The Science of Virality [Infographic]
What makes things go viral?
Answer that question and you could have millions of views, hits, clicks, and links. All the glitz and glamour with none of the hard work.
Elon University performed a study on the so-called “science of virality” — essentially, what makes things go viral. They analyzed 20 of the most viral videos on the Internet, as identified by Time Magazine. The videos were examined for different characteristics, and how these factors may have contributed to the virality of each video. The findings of this study are presented in our infographic below.
A total of nine different characteristics were identified between these 20 viral videos:
- Length of the title
- Total run time
- Element of laughter
- Element of surprise
- Element of irony
- Ethnic minority presence
- Musical qualities
- Presence of youth (under age 18)
- Talent or sporadic nature
Overwhelmingly, it seems that the element of irony — that is, the results not being what was expected — was the biggest driving factor in the virality of a video. 90% (or 18 out of the 20 total videos) had this element. This was classified differently than the element of surprise, which indicated shocking results, not comedic irony. Unlike irony, surprise was only present in 50% of the videos on the list.

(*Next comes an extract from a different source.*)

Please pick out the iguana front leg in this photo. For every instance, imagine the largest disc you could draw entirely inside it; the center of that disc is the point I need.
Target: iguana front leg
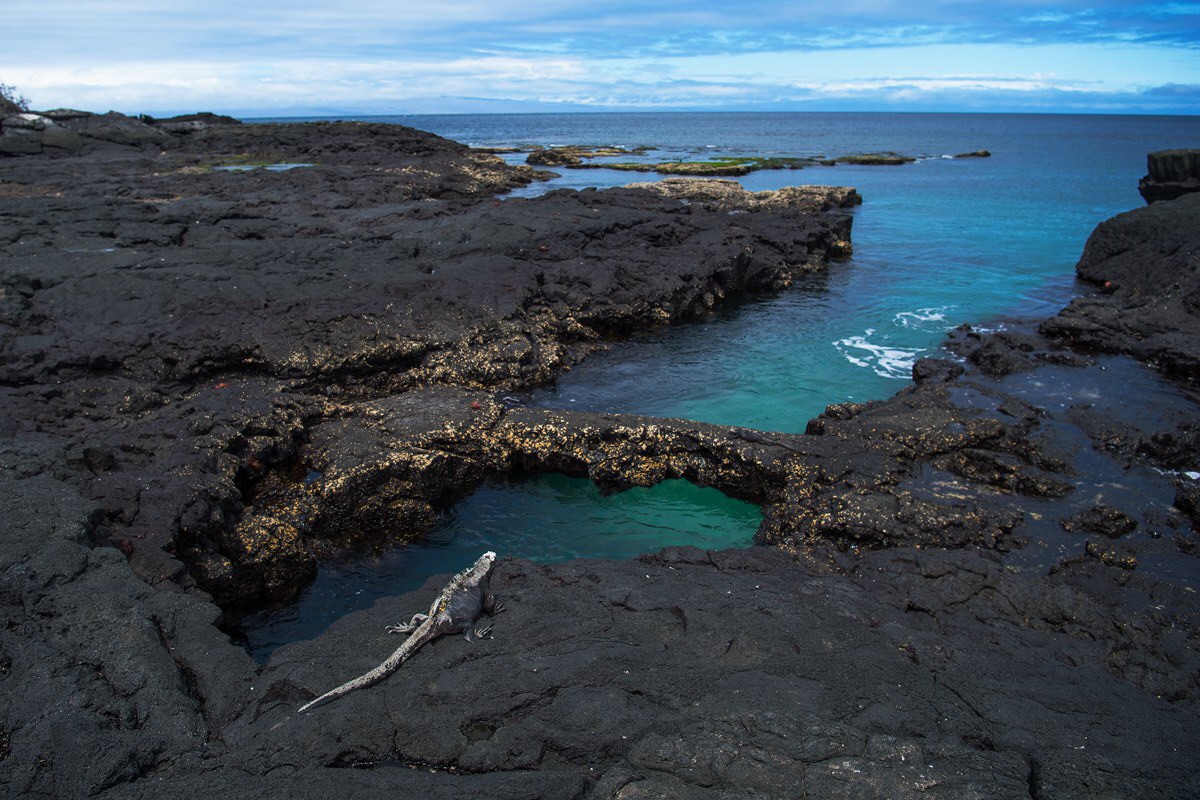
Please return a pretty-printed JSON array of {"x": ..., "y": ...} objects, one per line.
[{"x": 413, "y": 624}]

You might think that most viral videos are funny, or spread most rapidly if they make people laugh. However, the study proved that this isn’t always the case! Only 30% of the videos on the list provoked laughter within the first 30 seconds. While it could be argued that many of the videos may make you chuckle or smile, only a few on the list resulted in laughter among the participants. Each video was also viewed twice to ensure that laughter wasn’t missed by those conducting the study.
What else has a large effect on virality? It seems that musical elements contribute to the spread of videos. 60% of the videos on Time Magazine’s list had some kind of musical quality. Also, a large majority of the videos had very short titles of three words or less. Finally, another 60% of the videos were either pre-rehearsed or seemed non-spontaneous, which means that “professional” videos probably more likely to spread quickly than those that are recorded with a cell phone or personal camera… unless they’re extraordinarily funny, it seems.
While there’s no real “secret recipe” to making something go viral, these 20 examples show that the right combination of elements may give a video a better chance at widespread success and attention online. What is your favorite viral video, and which of these elements does it have? We’d love to see some links to your favorites in the comments.